The Education Department is encouraging teachers to create lesson plans around the speech, using materials provided on the department website, that urge students to learn about Obama and other presidents.

But already, some conservatives are crying foul. The chairman of the Florida Republican Party is condemning Obama's speech as an attempt to "indoctrinate America's children to his socialist agenda."

Texas school districts are discussing whether the president's speech will be shown — some districts are leaving it up to individual teachers with an opt out parents who don't want their children to view the speech, according to the Houston Chronicle.

In his letter to principals, Duncan said viewing of the speech is encouraged, not mandatory. It's the first time a president has ever given a speech addressed directly to students.

To read the entire article above, CLICK HERE.
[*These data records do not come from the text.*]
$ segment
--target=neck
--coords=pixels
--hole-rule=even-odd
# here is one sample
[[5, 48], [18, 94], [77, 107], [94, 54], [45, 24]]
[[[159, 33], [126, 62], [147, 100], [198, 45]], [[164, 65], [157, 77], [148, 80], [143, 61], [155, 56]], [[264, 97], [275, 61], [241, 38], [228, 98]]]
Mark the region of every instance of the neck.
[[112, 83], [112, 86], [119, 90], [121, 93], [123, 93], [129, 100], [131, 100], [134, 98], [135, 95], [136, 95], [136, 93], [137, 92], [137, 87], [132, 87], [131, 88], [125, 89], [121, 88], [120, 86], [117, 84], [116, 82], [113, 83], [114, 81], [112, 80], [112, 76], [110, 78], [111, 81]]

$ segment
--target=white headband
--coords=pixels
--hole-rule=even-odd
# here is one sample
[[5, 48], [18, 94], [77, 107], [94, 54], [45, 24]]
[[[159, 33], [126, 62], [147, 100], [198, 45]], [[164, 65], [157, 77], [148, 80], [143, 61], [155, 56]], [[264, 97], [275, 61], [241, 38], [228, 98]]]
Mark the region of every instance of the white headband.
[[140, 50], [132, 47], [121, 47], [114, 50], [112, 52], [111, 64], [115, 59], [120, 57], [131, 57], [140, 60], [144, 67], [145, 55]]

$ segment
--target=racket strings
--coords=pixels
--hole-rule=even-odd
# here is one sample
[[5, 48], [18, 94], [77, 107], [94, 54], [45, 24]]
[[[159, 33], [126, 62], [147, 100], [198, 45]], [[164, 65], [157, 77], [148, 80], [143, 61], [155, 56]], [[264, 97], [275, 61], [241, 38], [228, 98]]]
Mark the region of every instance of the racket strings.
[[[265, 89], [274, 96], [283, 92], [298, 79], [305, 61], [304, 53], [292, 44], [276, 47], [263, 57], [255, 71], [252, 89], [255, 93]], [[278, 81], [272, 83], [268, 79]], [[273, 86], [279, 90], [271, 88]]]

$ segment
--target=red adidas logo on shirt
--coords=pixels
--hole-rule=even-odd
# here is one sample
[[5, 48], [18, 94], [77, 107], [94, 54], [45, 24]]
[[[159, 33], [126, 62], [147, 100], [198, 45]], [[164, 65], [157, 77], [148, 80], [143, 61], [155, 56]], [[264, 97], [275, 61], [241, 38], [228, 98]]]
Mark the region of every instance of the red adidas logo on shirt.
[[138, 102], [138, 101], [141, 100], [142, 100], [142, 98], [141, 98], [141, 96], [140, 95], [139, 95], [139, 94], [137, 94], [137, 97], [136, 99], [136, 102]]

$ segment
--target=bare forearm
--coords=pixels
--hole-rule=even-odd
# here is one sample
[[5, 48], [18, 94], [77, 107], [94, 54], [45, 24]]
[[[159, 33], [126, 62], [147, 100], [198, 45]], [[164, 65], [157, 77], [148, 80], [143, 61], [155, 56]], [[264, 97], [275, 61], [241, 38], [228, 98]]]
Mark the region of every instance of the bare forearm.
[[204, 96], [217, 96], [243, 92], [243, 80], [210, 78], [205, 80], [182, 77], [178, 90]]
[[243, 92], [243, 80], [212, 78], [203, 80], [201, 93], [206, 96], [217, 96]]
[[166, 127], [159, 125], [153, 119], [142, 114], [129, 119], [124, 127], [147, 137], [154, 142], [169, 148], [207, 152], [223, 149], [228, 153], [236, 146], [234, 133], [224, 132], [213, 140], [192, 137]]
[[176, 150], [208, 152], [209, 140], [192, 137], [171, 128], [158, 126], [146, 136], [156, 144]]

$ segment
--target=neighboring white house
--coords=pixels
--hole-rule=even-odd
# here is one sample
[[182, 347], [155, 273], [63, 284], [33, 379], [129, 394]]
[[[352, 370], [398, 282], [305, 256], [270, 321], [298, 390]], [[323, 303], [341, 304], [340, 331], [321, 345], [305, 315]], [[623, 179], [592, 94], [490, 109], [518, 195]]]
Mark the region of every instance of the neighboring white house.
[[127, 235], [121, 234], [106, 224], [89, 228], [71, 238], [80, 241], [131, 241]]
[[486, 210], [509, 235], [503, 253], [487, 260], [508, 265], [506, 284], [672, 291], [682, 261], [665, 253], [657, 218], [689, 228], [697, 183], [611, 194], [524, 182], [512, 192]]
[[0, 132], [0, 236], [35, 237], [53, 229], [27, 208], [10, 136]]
From "Arlington Pulls Up a Desk For President, Entourage" by Michael Alison Chandler and Debbi Wilgoren, Washington Post Staff Writers 9/3/09

The speech, which will be broadcast live on C-SPAN and the White House Web site, is intended to motivate students and underscore the president's commitment to education, even as the country is engaged in two wars, an economic crisis and a tense health-care debate, the White House said.

But some of Obama's harsher critics have denounced the effort, saying the White House is trying to indoctrinate students politically. They are especially opposed to suggestions by the U.S. Department of Education for classroom activities that could be linked to the speech, such as group discussions of what Obama is asking children to do and whether the speech left them feeling motivated.

Jim Greer, chairman of the Republican Party for the state of Florida, issued a statement blasting the speech as an effort to "spread President Obama's socialist ideology." Although Obama will focus on themes such as setting educational goals and taking personal responsibility for learning, Greer speculated that the president would use the address to "justify his positions" on health care, the economy and taxes.

At the same time, administration officials appear to have responded to some of the criticism, changing a suggested activity from having children write letters to themselves about "what they could do to help the president" to writing about "how they can achieve their short-term and long-term educational goals."

[White House spokesman Tommy] Vietor said aides decided the new language was "clearer" than the original. There was never a political -- or policy -- component intended as part of the effort, he said. The speech will be released in advance and posted to the White House Web site, he said, so parents or teachers can review the text before the broadcast.

To read the entire article above, CLICK HERE.

From "White House Withdraws Call for Students to 'Help' Obama" FOX News 9/3/09

The Washington Times reported Thursday that presidential aides acknowledged they helped the U.S. Education Department write the suggested assignments, which stirred criticism by many who say Obama is trying to indoctrinate the education system.

White House aides said the language was supposed to be a inspirational, pro-education message to America's youths, but its unintended consequences were evident.